This is kind of a weird, selective Fog. Not too sure about it, but it does let us populate at instant speed and is therefore worth mentioning. It lets us let some creatures through and block ones we know we can kill. Not the worst, not the best.
Hooray, Rhinos! 8 power for eight mana isn’t awful, but I might leave this one on the sidelines if I run low on room.
It’s a Scion of the Wild with a little extra Selesnya flavor! This card has an interesting tension, as it focuses on both quantity (for its P/T) and quality (for the populate ability.) We’ll want to slap an equipment on this creature so that it can have some form of evasion. Without that, I’m sure it will get chumped rather often.
Normally I don’t recommend many equipment cards in token decks (Sword of the Paruns notwithstanding). But in this case, with beaters like this and large tokens to populate, we’ll want some way to get over, since we won’t be going “around” like traditional token decks.
This card is a nice segue because it is both a token generator and a populator. The great thing about this one is that once you make a Centaur, which admittedly costs a lot, you can send this nice lady to Discount Centaur Warehouse to pick up some new ones. Stop by your nearest Discount Centaur Warehouse today and build your very own army!
So where are we getting these big tokens anyway?
Here’s a good place to start. Get this guy out in public along with his twin brother (yes, I’m ascribing gender to this card—You know why) and start cranking out 5/5 tramplers. This guy will be a huge Limited bomb and a great Standard finisher, so make sure you have the cash as well as the mana if you’re interested in this mythic rare for your deck.
Call of the Conclave & Courser’s Accord
3/3s aren’t huge, but they’re bigger than Saprolings. Centaurs are a pretty awesome tribe in that they’re rather neglected. I was thinking of building a Centaur tribal deck to battle against my fiancée’s fish-themed [card lorthos, the tidemaker]Lorthos[/card] deck, and this just makes me more interested in that. Wacky tribal goof-off decks aside, I’m sure Courser’s Accord has a place in this deck even if Call of the Conclave doesn’t. (And it might!)
How big of a token do you want? Get the mana and make it, then populate, populate, populate. This card is okay, but as you’ll see, I think we can do better with a certain Time Spiral rare…
Grove of the Guardian
This is the big hit. We can make a big 8/8 to populate with this wonderful land. No evasion, sure, but we can fix that easily with some other cards. It’s a prerelease promo, so you should be able to get one rather easily.

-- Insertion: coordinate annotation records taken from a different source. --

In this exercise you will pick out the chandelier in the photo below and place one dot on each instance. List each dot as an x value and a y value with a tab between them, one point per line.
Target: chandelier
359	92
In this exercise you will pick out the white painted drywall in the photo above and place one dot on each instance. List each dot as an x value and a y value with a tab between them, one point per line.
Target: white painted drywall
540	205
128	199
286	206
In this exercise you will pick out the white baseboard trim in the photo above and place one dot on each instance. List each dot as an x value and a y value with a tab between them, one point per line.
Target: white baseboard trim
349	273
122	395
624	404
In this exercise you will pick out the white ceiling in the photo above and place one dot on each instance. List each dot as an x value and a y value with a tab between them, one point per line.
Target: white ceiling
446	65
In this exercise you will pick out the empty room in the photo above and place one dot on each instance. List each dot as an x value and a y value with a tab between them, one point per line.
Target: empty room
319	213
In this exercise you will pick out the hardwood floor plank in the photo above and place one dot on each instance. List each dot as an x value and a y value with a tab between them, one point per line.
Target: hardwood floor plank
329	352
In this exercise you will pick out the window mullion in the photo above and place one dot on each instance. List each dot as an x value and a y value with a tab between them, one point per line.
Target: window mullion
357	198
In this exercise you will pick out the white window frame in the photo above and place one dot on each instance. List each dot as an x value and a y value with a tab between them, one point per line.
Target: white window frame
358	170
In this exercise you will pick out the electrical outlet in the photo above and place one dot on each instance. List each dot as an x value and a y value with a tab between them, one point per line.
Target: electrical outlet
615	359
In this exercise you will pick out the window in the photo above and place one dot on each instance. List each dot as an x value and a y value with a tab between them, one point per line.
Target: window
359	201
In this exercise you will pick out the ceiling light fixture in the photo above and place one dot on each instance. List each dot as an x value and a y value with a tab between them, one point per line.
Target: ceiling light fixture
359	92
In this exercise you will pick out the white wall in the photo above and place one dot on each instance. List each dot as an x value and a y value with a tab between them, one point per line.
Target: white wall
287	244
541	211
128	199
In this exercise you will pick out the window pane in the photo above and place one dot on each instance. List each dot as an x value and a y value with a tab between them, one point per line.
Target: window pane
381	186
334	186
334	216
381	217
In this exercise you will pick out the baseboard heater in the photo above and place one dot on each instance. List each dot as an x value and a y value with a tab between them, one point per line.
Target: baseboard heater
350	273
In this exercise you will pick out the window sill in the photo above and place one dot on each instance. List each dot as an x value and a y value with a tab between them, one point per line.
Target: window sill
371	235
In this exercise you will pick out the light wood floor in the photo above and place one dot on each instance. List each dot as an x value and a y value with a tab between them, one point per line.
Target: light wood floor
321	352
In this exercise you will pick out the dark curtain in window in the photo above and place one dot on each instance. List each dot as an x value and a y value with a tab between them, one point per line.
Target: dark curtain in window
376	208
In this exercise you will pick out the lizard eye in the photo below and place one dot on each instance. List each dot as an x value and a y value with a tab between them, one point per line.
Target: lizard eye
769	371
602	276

Normally I’m not an advocate of anthems, as I say all the time, but a +3/+3 anthem really does some work. The bigger your tokens are, the bigger the tokens you make with populate are. This is another quantity-driven card, but I think we can take advantage of it.
A one-mana creature that keeps our flashback-crazy opponents from, well, going all Izzet on us? Awesome! You don’t really want your opponents abusing the graveyard, since green and white are much worse at it in general than the other three colors—well, at least among the kinds of cards we’ll be playing. Cards like this will take that advantage away from your opponents.
Rest in Peace
Again, let’s get those graveyards outta here! No Debtors’ Knell, no scavenging or dredging, no Yawgmoth’s Will, Praetor’s Counsel, Life from the Loam, Past in Flames, Xiahou Dun—this will erase the advantage those cards have. Cards get exiled instead of ever hitting the graveyard. As long as that’s not something we’re wasting deck space trying to do, we’ll be well served to run this one.

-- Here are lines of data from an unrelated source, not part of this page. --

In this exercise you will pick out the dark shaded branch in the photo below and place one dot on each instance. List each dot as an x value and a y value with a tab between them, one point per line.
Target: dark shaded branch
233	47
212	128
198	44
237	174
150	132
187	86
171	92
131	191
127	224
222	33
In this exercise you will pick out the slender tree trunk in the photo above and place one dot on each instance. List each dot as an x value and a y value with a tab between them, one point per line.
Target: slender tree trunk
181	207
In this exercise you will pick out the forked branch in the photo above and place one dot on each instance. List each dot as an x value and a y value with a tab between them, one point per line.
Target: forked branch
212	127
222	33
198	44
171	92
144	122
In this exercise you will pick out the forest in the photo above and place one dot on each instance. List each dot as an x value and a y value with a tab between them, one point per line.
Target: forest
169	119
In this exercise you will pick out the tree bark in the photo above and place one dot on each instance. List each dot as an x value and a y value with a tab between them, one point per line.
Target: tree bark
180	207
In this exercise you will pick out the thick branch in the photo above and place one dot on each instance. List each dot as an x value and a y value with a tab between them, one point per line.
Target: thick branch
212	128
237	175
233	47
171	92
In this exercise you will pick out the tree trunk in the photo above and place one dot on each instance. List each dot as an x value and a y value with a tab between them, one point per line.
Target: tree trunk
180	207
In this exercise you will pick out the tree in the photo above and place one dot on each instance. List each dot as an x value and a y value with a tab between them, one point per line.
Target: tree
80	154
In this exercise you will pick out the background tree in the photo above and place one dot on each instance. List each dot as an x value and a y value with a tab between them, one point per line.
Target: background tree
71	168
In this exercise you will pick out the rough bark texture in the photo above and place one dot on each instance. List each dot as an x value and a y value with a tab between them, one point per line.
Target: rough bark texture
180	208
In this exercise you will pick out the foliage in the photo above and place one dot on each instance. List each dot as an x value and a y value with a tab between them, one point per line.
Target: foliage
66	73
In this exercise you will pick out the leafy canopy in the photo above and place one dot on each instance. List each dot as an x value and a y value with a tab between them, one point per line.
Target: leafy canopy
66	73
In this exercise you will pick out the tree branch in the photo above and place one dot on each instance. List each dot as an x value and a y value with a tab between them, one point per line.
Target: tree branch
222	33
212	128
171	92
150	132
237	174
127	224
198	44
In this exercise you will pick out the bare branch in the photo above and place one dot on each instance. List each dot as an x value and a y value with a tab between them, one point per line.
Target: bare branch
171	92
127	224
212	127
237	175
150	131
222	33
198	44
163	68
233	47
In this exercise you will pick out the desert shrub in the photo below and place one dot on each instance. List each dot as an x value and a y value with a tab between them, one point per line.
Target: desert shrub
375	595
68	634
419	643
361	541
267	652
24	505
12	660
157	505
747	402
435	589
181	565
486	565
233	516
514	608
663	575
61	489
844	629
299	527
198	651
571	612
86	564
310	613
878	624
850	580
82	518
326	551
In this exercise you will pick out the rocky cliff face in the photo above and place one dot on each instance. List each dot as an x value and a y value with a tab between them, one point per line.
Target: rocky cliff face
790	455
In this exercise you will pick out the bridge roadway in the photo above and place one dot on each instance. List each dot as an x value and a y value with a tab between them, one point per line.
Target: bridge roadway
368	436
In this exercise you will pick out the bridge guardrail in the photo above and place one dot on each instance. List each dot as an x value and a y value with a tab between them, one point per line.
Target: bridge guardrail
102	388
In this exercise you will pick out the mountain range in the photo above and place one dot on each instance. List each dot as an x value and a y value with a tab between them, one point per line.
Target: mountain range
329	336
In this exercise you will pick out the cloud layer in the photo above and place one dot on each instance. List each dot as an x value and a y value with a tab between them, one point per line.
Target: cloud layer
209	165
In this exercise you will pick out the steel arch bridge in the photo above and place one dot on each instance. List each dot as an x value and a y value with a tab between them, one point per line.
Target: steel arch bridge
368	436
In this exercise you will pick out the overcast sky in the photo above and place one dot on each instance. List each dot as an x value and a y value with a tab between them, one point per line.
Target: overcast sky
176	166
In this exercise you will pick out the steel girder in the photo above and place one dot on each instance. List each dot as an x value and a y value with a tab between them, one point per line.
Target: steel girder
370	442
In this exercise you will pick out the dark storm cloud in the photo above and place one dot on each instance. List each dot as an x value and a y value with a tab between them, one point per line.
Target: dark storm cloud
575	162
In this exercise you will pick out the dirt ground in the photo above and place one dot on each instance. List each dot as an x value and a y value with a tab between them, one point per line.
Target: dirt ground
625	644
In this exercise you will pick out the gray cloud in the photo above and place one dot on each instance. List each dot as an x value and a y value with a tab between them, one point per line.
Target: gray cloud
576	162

Notable Non-RTR Cards To Consider
Step 1: Pay life.
Step 2: Make big tokens.
Step 3: Gain life from those tokens with Trostani.
Step 4: Populate big tokens.
Step 5: Gain life again!
Soul Foundry, Mimic Vat
Start pumping out Wandering Temples or Armada Wurms. Then populate those. Success! Wandering Temples will, at a certain point, make more of each other, and the Armada Wurms, well—that’s just tons of tokens. Wurm army!
Parallel Lives, Doubling Season
Mainstays in any token-based deck, these cards are very important to us. Doubling Season can be a bit expensive to acquire, but having what is, at minimum, a second copy of Parallel Lives is worth it.
Loxodon Warhammer, Behemoth Sledge, Sword of Vengeance
We need ways for our big creatures to be relevant. Equipment cards that give some sort of evasion—in this case, trample—will help those creatures hit home hard.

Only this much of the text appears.